The goal of this project is to:
- Demonstrate the effectiveness of fine-tuning open-source models on personal data.
- Create a system to track financial spending
- Encourage non-data scientists to experiment with AI models.
- Fine-tuned DistilBERT Model: Classifies transactions into 20 categories based on transaction notes.
- Privacy-Focused: Processes data locally, ensuring no personal data is shared online.
- Performance: Outperforms a paid service provider by 15% in categorizing transactions.
- Model Training: Notebooks,scripts, for training the DistilBERT model along with the saved model. Perhaps the most important.
- Dashboarding: Processing data for further visualization.
- Data Extraction: Scripts for extracting data from PDF bank statements. This might not for everyone. This was coded specifically for myself, but I included it in the git hub respository.
- Dataset: Approximately 300-400 rows of text data with corresponding labels for transaction categories.
- Combined Text: Merges transaction notes with amount information (e.g., "Customer Transfer Cr. INVESTMENT PROCEEDS: $678.64").

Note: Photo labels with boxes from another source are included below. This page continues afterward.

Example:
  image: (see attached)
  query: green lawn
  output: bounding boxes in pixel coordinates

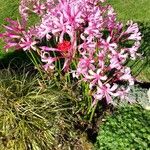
[107,0,150,22]
[0,0,150,82]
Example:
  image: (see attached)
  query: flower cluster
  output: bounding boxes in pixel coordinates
[1,0,141,105]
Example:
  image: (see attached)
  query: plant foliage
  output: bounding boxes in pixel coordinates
[95,105,150,150]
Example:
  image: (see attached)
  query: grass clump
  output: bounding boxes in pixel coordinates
[0,70,76,150]
[96,105,150,150]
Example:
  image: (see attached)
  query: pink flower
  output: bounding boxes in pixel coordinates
[119,67,134,85]
[41,51,56,71]
[126,41,141,60]
[33,0,46,15]
[125,21,141,41]
[110,50,128,70]
[94,83,118,104]
[97,50,106,69]
[100,36,117,51]
[19,35,37,51]
[77,56,95,76]
[85,69,107,89]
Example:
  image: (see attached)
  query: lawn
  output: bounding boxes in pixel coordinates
[0,0,150,150]
[108,0,150,22]
[0,0,150,82]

- Class Imbalance Handling: Techniques like oversampling used to address class imbalances.
- Training: Utilizes the Trainer API from Hugging Face Transformers for efficiency.

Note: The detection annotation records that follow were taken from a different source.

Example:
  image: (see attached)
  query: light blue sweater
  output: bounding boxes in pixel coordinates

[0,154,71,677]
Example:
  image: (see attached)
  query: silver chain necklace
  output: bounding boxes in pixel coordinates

- Setup: Small model with 110M parameters trained on a GPU with 6GB VRAM (Can work with CPU if you have enough RAM).
- Clone the repository:
git clone https://github.com/prayag-purohit/Financial_tracker.git
- Navigate to the project directory:
cd Financial_tracker
- Follow the instructions in the Jupyter notebooks within subdirectories to set up and use the model.
- Python 3.x
- Jupyter Notebook
- Required Python libraries: Transformers, sklearn, torch, camelot, imblearn, subprocesses, os, pandas, numpy, Matplotlib
-
Install the required libraries:
pip install -r requirements.txt
-
Launch Jupyter Notebook and edit the notebooks to begin categorizing your transactions.
- Experiment with text-generation models for comparison.
- Remove classification heads from pre-trained models for better personalization.
- Implement relational database structures instead of using CSVs.
- Data augmentation is very hard for transaction data with conventional methods. Suggestions are highly appreciated.
- Small Dataset: Limited to 300 rows due to the sensitive nature of bank transaction data.
- Overfitting Risk: High risk due to the small dataset size, mitigated by careful monitoring and regularization techniques.
- Hardcoded paths
This project welcomes contributions and constructive criticism. If you are from a different background or have suggestions for improvement, feel free to contribute or provide feedback.
Detailed documentation and usage instructions can be found within the subdirectories in the Jupyter notebooks.